Yes that’s been the approach. I’m usually the one that will write the ideas and say this is the rhythm and how it goes. But lately I’ve just been bringing those to the table and letting everyone else figure out the specifics. Like, I’ll have an idea of how I want something to go and then I’ll bring it to John, our guitar player, and he’ll just execute it perfectly within like two tries. We’re all on the same level now, whereas before there was so much of a revolving door that I kind of had to write everything. The record we’re in pre-production for will have everybody in it and collaborating on the writing. That’s really exciting for me because it is allowing me to trust everyone else and that’s a problem that I usually have. It’s good to get to a point musically where I trust others; trust what they’re gonna play and trust that they’re going to serve the song and bring their character out in it.
What was the recording process like for Animals?
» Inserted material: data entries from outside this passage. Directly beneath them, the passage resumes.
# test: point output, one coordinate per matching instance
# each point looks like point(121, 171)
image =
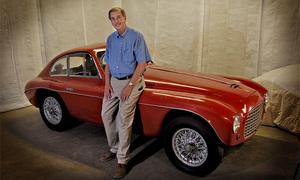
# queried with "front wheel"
point(54, 113)
point(190, 146)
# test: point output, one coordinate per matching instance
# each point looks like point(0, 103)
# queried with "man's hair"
point(116, 9)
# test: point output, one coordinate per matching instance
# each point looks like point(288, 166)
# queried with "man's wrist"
point(130, 84)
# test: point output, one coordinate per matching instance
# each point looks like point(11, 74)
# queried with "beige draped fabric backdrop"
point(233, 37)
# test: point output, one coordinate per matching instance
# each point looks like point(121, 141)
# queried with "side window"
point(82, 65)
point(59, 68)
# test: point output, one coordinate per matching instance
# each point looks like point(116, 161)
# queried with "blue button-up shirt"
point(124, 52)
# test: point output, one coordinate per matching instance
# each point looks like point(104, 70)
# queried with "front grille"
point(253, 120)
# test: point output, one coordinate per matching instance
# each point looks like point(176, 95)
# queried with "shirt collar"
point(122, 35)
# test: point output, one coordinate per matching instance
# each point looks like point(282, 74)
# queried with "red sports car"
point(196, 114)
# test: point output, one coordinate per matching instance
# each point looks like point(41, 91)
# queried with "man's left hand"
point(126, 93)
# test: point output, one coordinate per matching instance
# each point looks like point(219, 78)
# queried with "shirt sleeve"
point(107, 51)
point(141, 51)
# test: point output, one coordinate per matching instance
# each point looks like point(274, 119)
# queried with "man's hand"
point(126, 93)
point(107, 91)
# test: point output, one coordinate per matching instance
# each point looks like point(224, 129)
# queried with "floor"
point(29, 150)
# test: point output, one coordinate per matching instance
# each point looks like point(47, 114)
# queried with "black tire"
point(54, 113)
point(197, 159)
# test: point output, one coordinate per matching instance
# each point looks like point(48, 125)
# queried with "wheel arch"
point(41, 93)
point(172, 114)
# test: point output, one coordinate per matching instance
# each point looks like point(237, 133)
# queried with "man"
point(126, 59)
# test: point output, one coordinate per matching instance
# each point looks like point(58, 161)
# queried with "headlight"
point(236, 123)
point(266, 98)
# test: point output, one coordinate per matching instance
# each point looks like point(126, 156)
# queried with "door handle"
point(69, 89)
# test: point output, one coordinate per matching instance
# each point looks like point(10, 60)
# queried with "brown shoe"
point(108, 156)
point(120, 172)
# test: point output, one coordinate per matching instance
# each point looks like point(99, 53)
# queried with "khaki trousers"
point(118, 117)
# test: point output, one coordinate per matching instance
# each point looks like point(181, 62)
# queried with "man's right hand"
point(107, 91)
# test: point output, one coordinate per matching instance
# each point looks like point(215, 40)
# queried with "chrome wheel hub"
point(189, 147)
point(52, 110)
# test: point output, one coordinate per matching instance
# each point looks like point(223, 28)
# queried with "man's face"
point(118, 21)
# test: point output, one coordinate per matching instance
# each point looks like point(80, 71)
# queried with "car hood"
point(212, 86)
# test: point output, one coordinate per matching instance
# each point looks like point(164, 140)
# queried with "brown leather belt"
point(124, 78)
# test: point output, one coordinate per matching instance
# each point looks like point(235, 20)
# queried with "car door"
point(84, 88)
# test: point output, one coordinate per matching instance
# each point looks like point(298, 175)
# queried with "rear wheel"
point(54, 113)
point(191, 147)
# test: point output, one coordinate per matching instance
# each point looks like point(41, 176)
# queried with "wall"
point(233, 37)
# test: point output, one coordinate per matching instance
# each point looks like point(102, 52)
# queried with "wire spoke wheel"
point(189, 147)
point(52, 110)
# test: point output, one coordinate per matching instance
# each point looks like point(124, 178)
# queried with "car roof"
point(88, 48)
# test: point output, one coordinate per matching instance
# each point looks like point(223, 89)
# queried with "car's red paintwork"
point(214, 99)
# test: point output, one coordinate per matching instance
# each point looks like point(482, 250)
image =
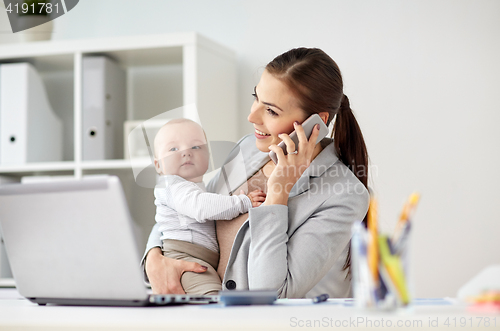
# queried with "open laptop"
point(72, 243)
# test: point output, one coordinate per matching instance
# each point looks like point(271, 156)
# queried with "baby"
point(184, 210)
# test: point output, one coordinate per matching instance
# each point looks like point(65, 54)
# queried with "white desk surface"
point(17, 313)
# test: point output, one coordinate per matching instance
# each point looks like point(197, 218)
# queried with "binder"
point(29, 129)
point(104, 108)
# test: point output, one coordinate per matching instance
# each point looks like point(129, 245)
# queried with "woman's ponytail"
point(316, 81)
point(349, 142)
point(351, 149)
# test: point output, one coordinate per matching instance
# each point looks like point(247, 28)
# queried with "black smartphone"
point(308, 126)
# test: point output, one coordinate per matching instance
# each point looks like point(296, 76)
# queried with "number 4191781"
point(26, 7)
point(462, 321)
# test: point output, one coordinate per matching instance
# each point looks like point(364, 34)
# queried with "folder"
point(104, 108)
point(29, 129)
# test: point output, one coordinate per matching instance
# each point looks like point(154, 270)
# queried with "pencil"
point(373, 255)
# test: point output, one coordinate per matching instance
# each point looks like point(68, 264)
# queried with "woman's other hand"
point(165, 273)
point(291, 166)
point(257, 197)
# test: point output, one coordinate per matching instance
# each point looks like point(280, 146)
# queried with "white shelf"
point(7, 282)
point(163, 72)
point(42, 166)
point(71, 166)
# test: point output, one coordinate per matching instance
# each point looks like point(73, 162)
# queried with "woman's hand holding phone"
point(291, 166)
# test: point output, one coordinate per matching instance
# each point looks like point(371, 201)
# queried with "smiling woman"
point(297, 241)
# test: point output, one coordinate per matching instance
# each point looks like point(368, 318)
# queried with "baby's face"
point(181, 149)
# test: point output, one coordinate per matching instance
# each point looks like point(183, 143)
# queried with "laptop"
point(72, 243)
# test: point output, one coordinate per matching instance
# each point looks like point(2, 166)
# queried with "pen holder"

I did all the recording and mixing myself in our studio, so it was labor intensive. I was tapped into something and I just wanted it to get done. It started with the drums. We really wanted to get this crunchy, distorted drum sound and then build everything off of that. So I spent a lot of time really rigging and mic’ing the drum set. I think in the end there were only two mics on the drums, and I remember just really trying to dial in the right sound from that. Changing things and then going back, then changing them then going back, until we found the sound that we wanted.
And our drummer isn’t even originally a drummer! He started playing drums two years ago because we couldn’t find a legit steady drummer, and that’s how it started. He’s become a really awesome Bill Stevenson from The Descendents like drummer. He’s one of my best friends, so watching him turn into an amazing drummer after he was already an amazing guitar player and bass player – it’s really great.
What did you use for the vox on Animals?
What I used for the majority of the vox was a microphone into a distortion pedal into a shitty amp, then the amp was microphoned into the recording device.
At the very end of “Funeral Heart” there’s an especially interesting vocal effect, how did you achieve that?
I recorded the last line sung really fast into a cassette tape and replayed the sound, slowing down the tempo to get that weird tone.
Do you do those effects live?
(laughs) When I’m ambitious enough.
The new album that you’re in the pre-production phase for, any idea what that one will be like?
We’ve been throwing around some stuff. When it started out it was more kind of nightmarish sounds. Obviously, still very haunting, but as we’re developing as a band the songs are getting stronger. I can’t really describe it… it’s more upbeat? It’s a little bit more technical, I don’t know how it’s going to come out, but I really, really like the songs. They are a more mature Virginia Reed, which is obviously because we’re all maturing. I just got married! You know, we’re getting older. That reflects on the music. It’s exciting, but it’s also scary.
Do you think that “up-beatness” is a result from you getting married and being in a happy place in your life?
I mean, it’s going to be as up-beat as I can be up-beat. I’ve always created really creepy kind of minor-scale songs, so it’s still gonna have that, but I think that there’s more hope than despair this time.
Any closing thoughts?
I’ve been doing this for an extremely long time and it can be totally discouraging, the politics of playing in a band. If you want to play, you’re going to have to do it out of love and not for financial reasons. Not even one percent of bands out right now are gonna make really any money. You just have to love what you do and not expect anything in return. I play music because it helped me be the person that I’m supposed to be. I’m going to be doing this for the rest of my life whether I make money or not. I need to do it, we all need to do it, just for the love of creating.
And congratulations on getting married!
Oh thank you. It’s really pretty amazing. It’s probably the most punk rock thing I think I’ve ever done.